METHOD: Closed-loop insulin delivery was performed in seven diabetic dogs using a proportional-integral-derivative model of the β cell modified by model-predicted IFB. The level of IFB was set using pole placement. Meal responses were obtained on three occasions: without IFB (NONE), reference IFB (REF), and 2xREF, with experiments performed in random order. The ability of the insulin model to predict insulin concentration was evaluated by correlation with the measured profile and results reported as R(2). The ability of IFB to improve the meal response was evaluated by comparing peak and nadir postprandial glucose and area under the curve (AUC; repeated measures analysis of variance with post hoc test for linear trend).

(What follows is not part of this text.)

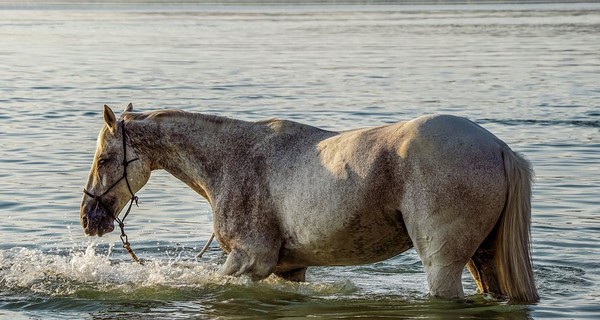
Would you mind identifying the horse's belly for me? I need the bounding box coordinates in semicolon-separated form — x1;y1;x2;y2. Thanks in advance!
280;212;412;266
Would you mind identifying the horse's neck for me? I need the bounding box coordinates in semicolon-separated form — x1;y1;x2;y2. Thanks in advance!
128;113;260;201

RESULTS: Insulin concentration was well predicted by the model (median R(2) = 0.87, 0.79, and 0.90 for NONE, REF, and 2xREF, respectively). Peak postprandial glucose (294 ± 15, 243 ± 21, and 247 ± 16 mg/dl) and AUC (518.2 ± 36.13, 353.5 ± 45.04, and 280.3 ± 39.37 mg/dl · min) decreased with increasing IFB (p < .05, linear trend). Nadir glucose was not affected by IFB (76 ± 5.4, 68 ± 7.3, and 72 ± 4.3 mg/dl; p = .63).
CONCLUSIONS: Insulin feedback provides an effective mechanism to compensate for delay in the insulin PK/PD profile.